A Sourcebook of Nasca Ceramic Iconography
A Choice Outstanding Academic Title
“The art of ancient Peru is spectacular, and of all the beautiful Central Andean styles, Nasca pottery is without peer. In this comprehensive volume Donald Proulx, the leading authority on Nasca ceramic iconography, presents his definitive statement on this extraordinary art through sound scholarship and a cautious, rigorous, and carefully explained methodology. The volume excels for its detailed description of the Nasca ceramic style (forms, iconography, phases), stimulating interpretation of the iconography, penetrating linkage of the pots and their iconography to the archaeologically known Nasca society, and diachronic treatment of the evolution of Nasca art and society. This will be a foundational text for many decades of future research.”—Helaine Silverman, Department of Anthropology, University of Illinois at Urbana-Champaign
For almost eight hundred years (100 BC–AD 650) Nasca artists modeled and painted the plants, animals, birds, and fish of their homeland on Peru’s south coast as well as numerous abstract anthropomorphic creatures whose form and meaning are sometimes incomprehensible today.
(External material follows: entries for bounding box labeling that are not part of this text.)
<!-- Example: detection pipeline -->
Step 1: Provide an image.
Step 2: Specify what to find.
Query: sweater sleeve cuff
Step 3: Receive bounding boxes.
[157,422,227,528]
In this first book-length treatment of Nasca ceramic iconography to appear in English, drawing upon an archive of more than eight thousand Nasca vessels from over 150 public and private collections, Donald Proulx systematically describes the major artistic motifs of this stunning polychrome pottery, interprets the major themes displayed on this pottery, and then uses these descriptions and his stimulating interpretations to analyze Nasca society.
After beginning with an overview of Nasca culture and an explanation of the style and chronology of Nasca pottery, Proulx moves to the heart of his book: a detailed classification and description of the entire range of supernatural and secular themes in Nasca iconography along with a fresh and distinctive interpretation of these themes. Linking the pots and their iconography to the archaeologically known Nasca society, he ends with a thorough and accessible examination of this ancient culture viewed through the lens of ceramic iconography. Although these static images can never be fully understood, by animating their themes and meanings Proulx reconstructs the lifeways of this complex society.